La Valle d’Aosta alle prese con la crisi: Pil negativo e affanno nel mondo del lavoro

Presentato il Rapporto sulla situazione sociale della Valle d’Aosta da cui emerge il crollo dell'industria e delle costruzioni mentre crescono i servizi. Aumenta anche la disoccupazione che supera il 7% e si rafforzano le diseguaglianze.
Economia

 A voler essere sintetici si potrebbe scrivere: la Valle d’Aosta subisce anche profondamente gli effetti della crisi economica, ma non sta peggio delle altre regioni del nord, ad eccezione della provincia di Bolzano. Cosi il Rapporto sulla situazione sociale della Valle d’Aosta presentato oggi, lunedì 25 marzo, dall’Osservatorio economico della Regione coordinato da Dario Ceccarelli, descrive l’andamento dell’economia e fotografa le principali dinamiche sociali della Valle d’Aosta tra il 2008 e il 2012. “Non era nostra intenzione fare ulteriori consuntivi, ma con questo rapporto abbiamo voluto fornire elementi di riflessione per capire la situazione della Valle d’Aosta negli ultimi cinque anni” ha spiegato Augusto Rollandin. Dati e numeri di cui ha sottolineato ancora il Presidente  “dovranno tener conto le strategie di domani”.

La Valle ha un’economia sotto pressione
Gli indicatori negativi non mancano: il Pil regionale, il valore dei beni e dei servizi prodotti in Valle, ha subito un brutto tonfo (quasi – 6%) nel 2009, per poi registrare una lieve risalita nel 2010 e cadere nuovamente in territorio negativo nel 2012 (-2%).
La disoccupazione, che misura la percentuale della forza lavoro che non riesce a trovare lavoro, prima della crisi su valori cosiddetti fisiologici (3,5%), è più che raddoppiata raggiungendo una quota di quasi 7,5% del 2012.
Scende anche il tasso di occupazione, ovvero la percentuale di persone che lavorano sull’intera popolazione, che, tra il 2008 e il 2012, passa dal 68% al 66,5% numeri ancora positivi soprattutto se paragonati alle altre regioni del nord. Non vanno meglio i consumi delle famiglie che tra il 2008 e il 2011 scendono del 2%, mentre le previsioni per il 2012 si stimano un’ulteriore contrazione del 3% circa e gli investimenti in caduta libera -8%.
Poi se ci si vuole “consolare” si può guardare alle altre Regioni del Nord Italia dove tutti questi indicatori, dal Pil alla disoccupazione, vanno registrare andamenti ancora più negativi. Unica eccezione: la provincia di Bolzano dove il tasso di occupazione cresce (73%), e la disoccupazione rimane su livelli fisiologici (4,2%) e il Pil è in posititivo.

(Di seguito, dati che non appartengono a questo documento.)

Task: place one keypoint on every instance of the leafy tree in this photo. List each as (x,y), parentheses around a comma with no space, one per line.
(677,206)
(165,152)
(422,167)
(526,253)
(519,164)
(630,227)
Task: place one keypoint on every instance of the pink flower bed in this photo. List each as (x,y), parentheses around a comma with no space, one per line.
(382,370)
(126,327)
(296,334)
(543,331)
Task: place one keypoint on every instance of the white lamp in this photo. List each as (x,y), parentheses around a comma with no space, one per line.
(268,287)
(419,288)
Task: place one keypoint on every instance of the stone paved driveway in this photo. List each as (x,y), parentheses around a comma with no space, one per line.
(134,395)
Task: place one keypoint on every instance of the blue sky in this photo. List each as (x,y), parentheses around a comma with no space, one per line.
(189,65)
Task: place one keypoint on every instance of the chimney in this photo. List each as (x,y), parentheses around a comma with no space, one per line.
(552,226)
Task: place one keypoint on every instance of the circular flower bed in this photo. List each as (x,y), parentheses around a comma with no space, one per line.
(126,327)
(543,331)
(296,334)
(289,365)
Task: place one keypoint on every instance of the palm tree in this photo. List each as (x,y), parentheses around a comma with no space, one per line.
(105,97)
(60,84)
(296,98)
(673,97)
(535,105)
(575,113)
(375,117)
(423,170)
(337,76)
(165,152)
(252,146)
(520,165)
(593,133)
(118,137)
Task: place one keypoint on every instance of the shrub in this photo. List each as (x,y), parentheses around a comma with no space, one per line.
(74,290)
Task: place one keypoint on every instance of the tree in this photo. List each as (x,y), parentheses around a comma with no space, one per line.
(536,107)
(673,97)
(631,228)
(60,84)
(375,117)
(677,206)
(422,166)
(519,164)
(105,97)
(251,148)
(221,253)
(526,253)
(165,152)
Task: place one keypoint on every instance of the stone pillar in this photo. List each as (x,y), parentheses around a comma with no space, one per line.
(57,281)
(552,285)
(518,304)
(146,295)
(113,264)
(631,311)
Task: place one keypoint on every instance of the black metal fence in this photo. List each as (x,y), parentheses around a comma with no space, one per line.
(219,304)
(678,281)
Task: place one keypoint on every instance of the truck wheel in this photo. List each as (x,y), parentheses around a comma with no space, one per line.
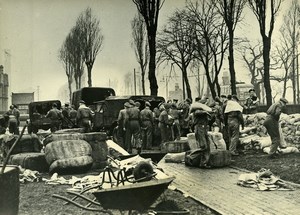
(143,170)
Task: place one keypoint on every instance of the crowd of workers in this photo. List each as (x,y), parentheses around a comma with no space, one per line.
(142,129)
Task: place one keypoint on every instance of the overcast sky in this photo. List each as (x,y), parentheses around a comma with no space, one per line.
(34,30)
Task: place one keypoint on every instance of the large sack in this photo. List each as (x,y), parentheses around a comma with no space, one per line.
(287,150)
(97,141)
(233,106)
(216,140)
(220,158)
(199,106)
(33,161)
(64,149)
(175,146)
(193,157)
(193,144)
(27,143)
(71,165)
(175,157)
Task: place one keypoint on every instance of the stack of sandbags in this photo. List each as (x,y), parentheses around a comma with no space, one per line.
(97,141)
(256,120)
(217,143)
(69,156)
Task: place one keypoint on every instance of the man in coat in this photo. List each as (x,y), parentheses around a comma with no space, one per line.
(272,125)
(147,120)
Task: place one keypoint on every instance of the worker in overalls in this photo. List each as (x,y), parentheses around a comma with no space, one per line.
(147,120)
(13,120)
(55,116)
(133,128)
(84,117)
(200,122)
(272,125)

L’industria è il settore più in crisi
Se è vero che quasi tutti i settori economici si misurano con una contrazione o un rallentamento nella crescita, non tutti soffrono allo stesso modo. L’industria è il fanalino di coda con diminuzione, dal 2008 al 2012, dell’occupazione e del valore aggiunto del -18%. Sono in territorio negativo anche le costruzioni con un -8% nell’occupazione e – 1/ nel valore aggiunto, mentre l’agricoltura rimane stabile e i servizi registrano tassi positivi intorno al 2,5/3%.

Una società in affanno
La crisi ha avuto ripercussioni sulla qualità di vita delle famiglie valdostane. Nonostante i livelli di ricchezza siano ancora buoni, il Rapporto evidenzia, sempre nel periodo 2008/2011, una perdita del reddito delle famiglie valdostane più significativo che in altre regioni italiane, il – 2,3% contro un +0,4% per l’Italia e un -0,5% per il Nord Ovest e un +1,3% del Nord Est.
Aumentano poi le diseguaglianze: “chi già stava male peggiora la sua condizione” ha sottolineato Dario Ceccarelli durante la presentazione. Diminuiscono invece le diseguaglianze di genere, tra uomini e donne, dal momento che la crisi e la perdita dei posti di lavoro riguarda in particolare gli uomini. Il mercato del lavoro valdostano è in profonda trasformazione e subisce anche la minore capacità di occupazione del settore pubblico: dal 2008 al 2011 il personale regionale e dei comuni e delle comunità è sceso del 6.9%. Solo per la Regione l’organico si è ridotto di 500 addetti a tempo determinato e 157 a tempo indeterminato.

I segnali positivi
In questo quadro a tinte fosche, non mancano, però, alcuni segnali positivi. Innanzitutto la crescita della spesa in Ricerca e Sviluppo delle imprese valdostane, in particolare di quelle con più addetti. Ma anche un contesto in cui la ricchezza tiene, la criminalità è sostanzialmente stabile e si mantiene su livelli contenuti e una sostanziale integrazione della società.